Gli ultimi cablo pubblicati dall’Espresso su generosa concessione di Wikileaks fanno ancora più chiarezza su un modus operandi che era ormai chiaro da tempo: le relazioni personali del Presidente del Consiglio contano molto più di una identità politica internazionale faticosamente costruita dal dopoguerra sino ad oggi. Le priorità dell’Italia appaiono chiarissime all’ambasciata statunitense a Roma. Le velleità di leadership nel Mediterraneo scadono in pericolose amicizie con dittatori di prim’ordine. E i regimi autoritari dell’Africa settentrionale e dell’ex Unione Sovietica sembrano diventare una questione personale di Silvio Berlusconi. Le “barzellette su Barack Obama e sul papa” nella villa di Cartagine in compagnia di Ben Alì, gli incontri con Mubarak, le parate con i cavalieri Berberi di Gheddafi, le passeggiate in Sardegna con Putin, i rapporti di cortesia mantenuti con Lukashenko e Chavez sono solo state, negli anni, le manifestazioni più esteriori di relazioni troppo confidenziali con interlocutori che certamente non fanno della democrazia un ideale di governo. Il segno di discontinuità col passato è quanto mai evidente: da un lato, il mondo occidentale e democratico; dall’altro, sultanati e dittature.
Quello che ci riesce difficile capire è perché, nell’ultimo decennio, l’Italia stia deliberatamente facendo a pezzi la sua immagine internazionale. Certo, sarebbe anche possibile che tali liasons dangereuses siano state volutamente programmate dai nostri Governi, in un sorta di impeto autolesionistico messo a punto a tavolino nelle aule della Farnesina. Ma sembra davvero troppo pensare che una politica estera del genere possa essere stata effettivamente ponderata e considerata idonea a rafforzare il prestigio internazionale del nostro Paese. Pertanto, posto che il tutto non possa essere frutto di una inspiegabile voluptas dolendi, le cause vanno ricercate altrove.

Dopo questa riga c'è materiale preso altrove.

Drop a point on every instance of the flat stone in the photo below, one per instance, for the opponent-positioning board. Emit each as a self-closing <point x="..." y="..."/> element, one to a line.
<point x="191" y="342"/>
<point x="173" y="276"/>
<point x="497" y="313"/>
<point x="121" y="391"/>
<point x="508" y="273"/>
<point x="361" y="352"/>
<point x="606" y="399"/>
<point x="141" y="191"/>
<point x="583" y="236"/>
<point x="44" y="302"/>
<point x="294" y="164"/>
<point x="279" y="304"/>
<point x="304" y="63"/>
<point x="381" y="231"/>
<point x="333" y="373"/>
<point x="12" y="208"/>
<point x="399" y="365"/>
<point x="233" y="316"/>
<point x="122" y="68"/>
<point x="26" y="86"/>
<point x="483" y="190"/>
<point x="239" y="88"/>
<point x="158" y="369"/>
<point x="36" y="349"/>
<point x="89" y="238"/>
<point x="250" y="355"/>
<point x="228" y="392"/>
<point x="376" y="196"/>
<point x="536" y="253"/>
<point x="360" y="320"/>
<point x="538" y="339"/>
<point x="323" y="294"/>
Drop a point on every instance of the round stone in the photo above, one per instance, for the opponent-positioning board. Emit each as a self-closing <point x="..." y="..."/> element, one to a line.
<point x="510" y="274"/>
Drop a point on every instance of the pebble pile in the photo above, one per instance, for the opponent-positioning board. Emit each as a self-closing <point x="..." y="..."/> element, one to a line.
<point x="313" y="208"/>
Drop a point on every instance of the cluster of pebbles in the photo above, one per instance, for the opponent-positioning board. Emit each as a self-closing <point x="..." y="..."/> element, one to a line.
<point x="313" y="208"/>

Appare evidente, dunque, che il responsabile di tutto ciò sia Silvio Berlusconi. I nostri rapporti con Stati terzi sono ormai diventati relazioni strettamente bilaterali fra leaders, senza che siano palesi all’opinione pubblica gli effettivi benefici che derivino dalle stesse.
Concludendo, è auspicabile che la nostra politica estera torni a ripercorrere i binari battuti dal Dopoguerra in poi: democrazia, occidentalizzazione, pace tra le nazioni. Per arrivare a ciò, è palese che si debba prescindere da personalismi e interessi privati e che si debba porre fine a rapporti che hanno oscurato la nostra dignità internazionale agli occhi dell’Europa e del mondo. Nella speranza che, nei prossimi anni, il Presidente del Consiglio italiano preferisca mettersi ad un tavolo con Sarkozy, Cameron e Merkel piuttosto che con Gheddafi, Ben Alì e Mubarak. E non solo perché questi ultimi avranno visto il loro potere crollare per mano di un popolo che chiedeva solo ed unicamente democrazia.